Evaluative practices and persuasion in r/changemyview

Corpus pattern discovery and computer assisted annotation: movies versus religion

Daria Dayter (Tampere University) · Thomas C. Messerli (Universität Basel)
ICAME 47 · Koblenz · 2026

Researchers and acknowledgements

Project investigators Daria Dayter (Tampere University) Thomas C. Messerli (Universität Basel)

Research network Communicative Practices on Reddit (CopRe) www.copre.org

Messerli, T. C., Dayter, D., Leuckert, S., Liimatta, A., Mahler, H., Bohmann, A., Kozma, G., & Tosin, R. (2025). Digital debating cultures. DSH, 40(1), 227–240.

live preview, copre.org

What is r/changemyview?

“You must personally hold the view and demonstrate that you are open to it changing.” r/changemyview, Rule B

Debate forum. A subreddit where original posters (OPs) state a view as a starting point.

Original posters. OPs claim willingness to have their opinion changed.

Responses. Comments aim to change the OP’s opinion.

Delta award (∆). Given by the OP, it marks successful persuasion.

r/changemyview: example of a delta awarded comment

CMV: I don’t believe suffering the death of a spouse is inherently more painful than being left by your spouse.
There seems to be much stronger sympathy for widows than for people who survived an unwanted divorce, while I think each situation is different. A divorce does not necessarily mean the relationship was not good …

submission / original post

Delta awarded response
I think the biggest sympathetic difference would be in the actual timing. In divorce there is a long process. Death can often be sudden. There are no details to negotiate, no easing into, it just is. …

DeltaBot Confirmed: 1 delta awarded …

Our research aim and questions

Overarching goal. Explore persuasion in r/changemyview, where the delta (∆) marks a comment that changed the OP’s view.
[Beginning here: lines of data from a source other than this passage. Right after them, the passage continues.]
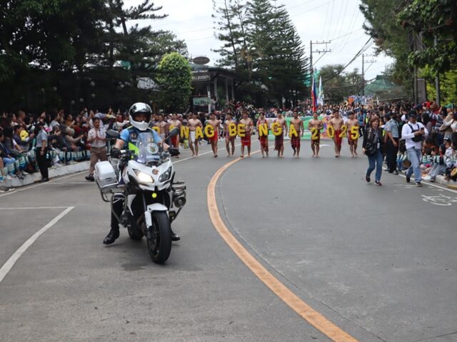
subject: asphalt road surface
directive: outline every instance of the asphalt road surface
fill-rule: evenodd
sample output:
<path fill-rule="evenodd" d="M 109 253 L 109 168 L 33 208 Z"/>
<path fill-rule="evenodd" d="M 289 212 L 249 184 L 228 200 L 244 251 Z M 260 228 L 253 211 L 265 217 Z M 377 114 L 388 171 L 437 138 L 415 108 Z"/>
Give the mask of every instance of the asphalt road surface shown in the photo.
<path fill-rule="evenodd" d="M 230 166 L 216 189 L 226 227 L 353 338 L 335 341 L 457 341 L 457 192 L 416 188 L 386 172 L 382 187 L 367 184 L 365 157 L 350 158 L 344 147 L 336 159 L 331 142 L 321 143 L 319 159 L 304 142 L 299 160 L 286 145 L 284 159 L 271 151 Z M 188 202 L 174 223 L 181 240 L 164 266 L 122 228 L 114 244 L 102 244 L 109 207 L 85 174 L 0 195 L 0 266 L 17 259 L 2 267 L 0 340 L 331 341 L 216 232 L 208 185 L 235 158 L 202 150 L 175 165 Z"/>

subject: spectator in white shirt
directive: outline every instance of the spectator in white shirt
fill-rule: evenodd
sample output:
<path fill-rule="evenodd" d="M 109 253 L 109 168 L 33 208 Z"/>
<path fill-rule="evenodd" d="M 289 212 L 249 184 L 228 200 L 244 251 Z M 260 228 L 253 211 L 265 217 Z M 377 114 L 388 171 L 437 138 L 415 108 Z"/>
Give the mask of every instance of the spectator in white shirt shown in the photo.
<path fill-rule="evenodd" d="M 104 130 L 100 125 L 100 118 L 94 117 L 92 119 L 94 128 L 87 134 L 87 142 L 91 144 L 91 167 L 89 175 L 86 180 L 94 182 L 94 170 L 99 160 L 108 160 L 106 157 L 106 138 Z"/>
<path fill-rule="evenodd" d="M 401 130 L 401 139 L 406 140 L 408 159 L 411 166 L 406 171 L 406 182 L 409 183 L 411 175 L 414 172 L 414 180 L 416 187 L 421 187 L 422 171 L 422 142 L 428 135 L 428 132 L 421 123 L 417 122 L 417 113 L 412 110 L 408 113 L 409 120 L 403 125 Z"/>

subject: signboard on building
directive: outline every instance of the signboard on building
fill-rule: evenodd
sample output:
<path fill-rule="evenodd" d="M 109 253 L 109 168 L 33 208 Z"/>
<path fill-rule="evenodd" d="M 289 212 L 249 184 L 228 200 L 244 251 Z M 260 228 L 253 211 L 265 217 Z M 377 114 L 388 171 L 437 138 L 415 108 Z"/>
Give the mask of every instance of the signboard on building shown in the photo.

This subproject. Examine evaluative practices in delta and non-delta comments, focused on the assessment of the OP’s argumentation.

Research questions

How do commenters evaluate the OP’s argument, and how explicit or implicit is that evaluation?
Does it differ across two contrasting topics, movie_character (taste) and god_religion (value)?
Does assessing the argument relate to persuasive success (the delta)?

Data and two topic design

Corpus preparation

Source: the r/changemyview corpus, submissions and comments from 2013 to 2020.
Tagged for part of speech, lemma and dependency with spaCy. A first pass with en_core_web_sm encoded the corpus into NoSketch Engine; we then re-tagged the same token streams with en_core_web_trf, a transformer model built on RoBERTa, for higher accuracy while keeping the tokenisation fixed. All queries use the transformer tags.
Three sub-corpora: submissions (cmvsub), delta winning comments (cmvdelta), and a general comment reference (cmv500k).

Topic modelling

We ran BERTopic over the submission texts (title plus body) to group threads by what they are about. Embeddings from all-MiniLM-L6-v2, with min_topic_size = 200 so the model returns a few dozen well populated topics rather than hundreds of tiny ones.
That produced 75 fine grained topics, which we merged hierarchically and curated by hand into broader labels: movie_character, god_religion, us_politics, relationship_sex, animals_meat and school_college, among others.
We drew a stratified sample by topic and role, and for this talk compare the two that sit at opposite ends: movie_character (taste) and god_religion (value).

Methodology: a corpus and annotation cycle

Stage 1, corpus. Slot alternation patterns in NoSketch Engine (Hanks, 2013) surface candidate evaluative structures, but reach only about 2.7% of sentences.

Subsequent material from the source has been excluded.